Behavior Change Perspectives on Gender and Value Chain Development

Under the direction of ACDI/VOCA and the FIELD-Support Knowledge Series, a team of consultants created and tested a framework for analyzing how gender influences behaviors related to upgrading in three categories: money management, business practices and value chain relationships.
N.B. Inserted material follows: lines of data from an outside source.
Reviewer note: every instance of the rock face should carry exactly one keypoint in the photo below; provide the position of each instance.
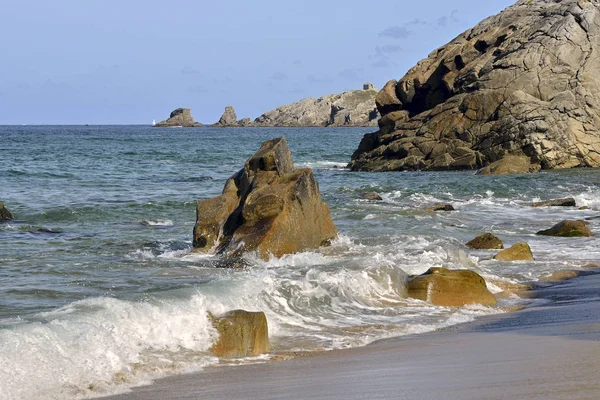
(568, 202)
(509, 165)
(523, 82)
(487, 241)
(441, 207)
(241, 334)
(568, 228)
(268, 207)
(444, 287)
(5, 215)
(180, 117)
(353, 108)
(518, 252)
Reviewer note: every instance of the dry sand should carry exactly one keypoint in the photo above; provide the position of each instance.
(545, 352)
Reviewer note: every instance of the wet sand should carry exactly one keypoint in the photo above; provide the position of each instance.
(551, 351)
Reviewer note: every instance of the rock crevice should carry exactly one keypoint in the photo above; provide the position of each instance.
(521, 83)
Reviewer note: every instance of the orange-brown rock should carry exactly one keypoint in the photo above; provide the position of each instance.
(509, 165)
(568, 228)
(241, 334)
(520, 83)
(518, 252)
(567, 202)
(560, 275)
(487, 241)
(268, 207)
(444, 287)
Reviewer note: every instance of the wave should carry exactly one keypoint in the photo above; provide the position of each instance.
(158, 222)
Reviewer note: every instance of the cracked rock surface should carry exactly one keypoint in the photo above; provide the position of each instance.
(525, 82)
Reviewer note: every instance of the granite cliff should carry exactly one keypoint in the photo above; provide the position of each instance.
(525, 82)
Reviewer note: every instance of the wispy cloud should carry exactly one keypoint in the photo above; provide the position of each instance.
(278, 76)
(396, 32)
(448, 19)
(350, 74)
(197, 89)
(319, 79)
(189, 71)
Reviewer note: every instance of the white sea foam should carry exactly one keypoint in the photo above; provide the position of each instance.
(158, 222)
(100, 346)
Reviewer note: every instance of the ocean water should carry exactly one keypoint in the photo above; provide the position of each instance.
(100, 291)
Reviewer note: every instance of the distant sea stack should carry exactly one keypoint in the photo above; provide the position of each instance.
(525, 82)
(229, 119)
(180, 117)
(353, 108)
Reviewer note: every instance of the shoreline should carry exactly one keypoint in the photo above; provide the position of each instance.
(548, 351)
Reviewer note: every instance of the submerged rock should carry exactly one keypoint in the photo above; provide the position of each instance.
(180, 117)
(353, 108)
(241, 334)
(518, 252)
(487, 241)
(268, 207)
(568, 202)
(523, 83)
(371, 196)
(568, 228)
(5, 215)
(441, 207)
(444, 287)
(509, 165)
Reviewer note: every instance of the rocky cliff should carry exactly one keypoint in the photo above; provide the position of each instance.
(353, 108)
(180, 117)
(525, 82)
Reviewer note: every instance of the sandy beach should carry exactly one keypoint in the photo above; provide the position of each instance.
(549, 351)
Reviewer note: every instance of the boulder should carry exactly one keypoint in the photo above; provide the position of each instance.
(444, 287)
(229, 118)
(241, 334)
(508, 165)
(441, 207)
(352, 108)
(5, 215)
(568, 202)
(487, 241)
(521, 83)
(518, 252)
(560, 275)
(371, 196)
(568, 228)
(268, 207)
(179, 117)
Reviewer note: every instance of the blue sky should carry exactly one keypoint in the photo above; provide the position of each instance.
(131, 61)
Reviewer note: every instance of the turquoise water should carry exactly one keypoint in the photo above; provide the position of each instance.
(100, 290)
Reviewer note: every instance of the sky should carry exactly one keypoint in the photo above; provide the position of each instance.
(132, 61)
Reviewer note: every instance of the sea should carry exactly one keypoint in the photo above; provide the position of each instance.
(100, 290)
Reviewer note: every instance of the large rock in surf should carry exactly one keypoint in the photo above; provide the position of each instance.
(524, 82)
(5, 215)
(487, 241)
(444, 287)
(268, 207)
(180, 117)
(509, 165)
(567, 202)
(229, 119)
(353, 108)
(518, 252)
(568, 228)
(241, 334)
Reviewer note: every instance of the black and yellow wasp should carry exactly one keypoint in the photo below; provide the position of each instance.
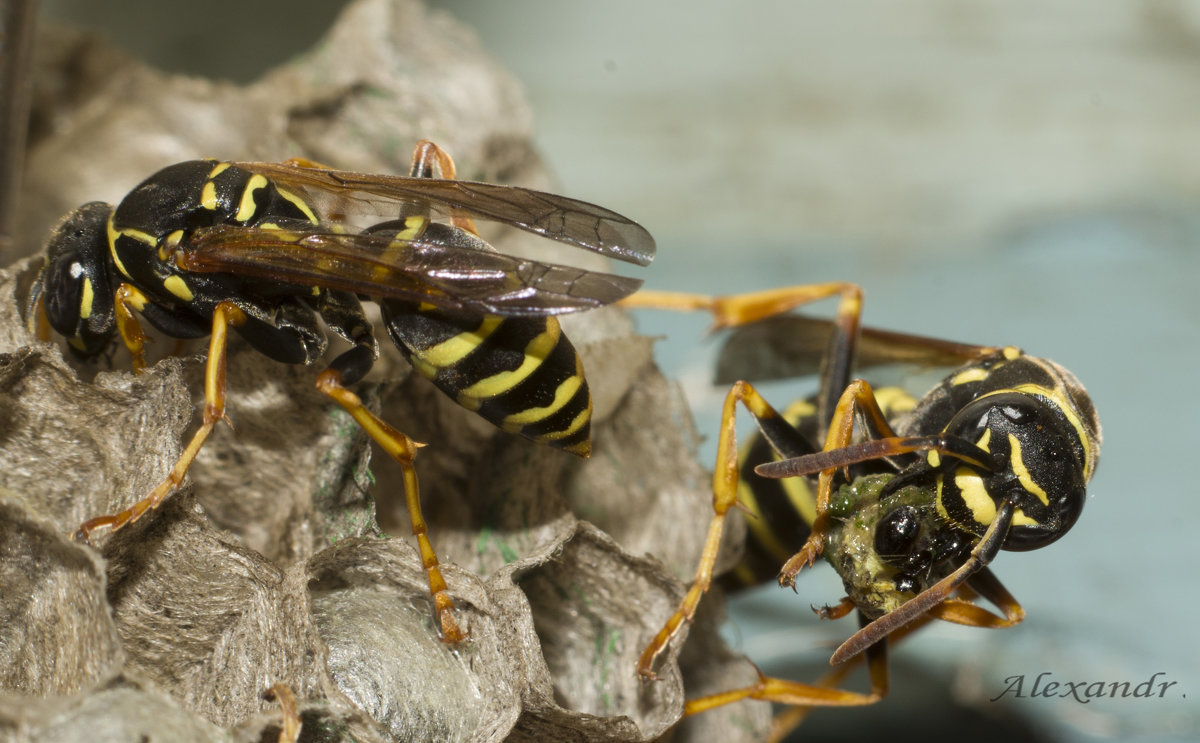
(913, 498)
(273, 249)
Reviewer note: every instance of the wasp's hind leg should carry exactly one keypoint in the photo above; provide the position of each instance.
(293, 339)
(343, 315)
(725, 496)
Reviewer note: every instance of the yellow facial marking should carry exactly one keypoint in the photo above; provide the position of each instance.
(985, 439)
(112, 249)
(970, 375)
(168, 246)
(1060, 401)
(1023, 473)
(247, 208)
(534, 355)
(132, 297)
(87, 299)
(975, 496)
(894, 400)
(178, 287)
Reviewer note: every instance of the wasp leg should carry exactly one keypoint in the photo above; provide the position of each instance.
(856, 399)
(425, 155)
(987, 585)
(225, 316)
(289, 732)
(725, 496)
(403, 450)
(129, 295)
(343, 313)
(735, 310)
(791, 718)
The resulting framework and toolkit help practitioners assess gender-based constraints to upgrading and design more effective interventions using this information.

Analytical Tools for Working with Women

Analytical tools for analyzing gender and value chains include:

  • The Integrating Gender Issues into Agricultural Value Chains Process;
  • Gender Equitable Value Chain Action Learning Approach; 
  • The Manual for Gender Mainstreaming; and
  • Behavior Change Perspectives on Gender and Value Chain Development.


  1. S. Gammage, N. Diamond, and M. Packman, Enhancing Women’s Access to Markets: An Overview of Donor Programs and Best Practices, (2005).
  2. M. Williams, Gender Mainstreaming in the Multilateral Trading System: A Handbook for Policy-Makers and Other Stakeholders, London: Commonwealth Secretariat, 2003.
  3. The GATE project is funded by USAID's Office of Women in Development.
  4. UNICEF, Domestic Violence Against Women and Girls, (2000), 2.
  5. R. Hausmann et al, The Global Gender Gap Report: 2009, (2009) 24-26.
  6. UNICEF, The State of the World's Children 2007. Women and Children: The Double Dividend of Gender Equality, 17.
  7. L. Mayoux, Engendering Benefits For All, (2009).
  8. Development & Training Services, Promoting Gender Equitable Opportunities in Agricultural Value Chains, (2009) 17-24.
  9. CARE, A Place to Grow: Empowering Women in CARE's Agricultural Programming, Briefing Paper, (2009) 8.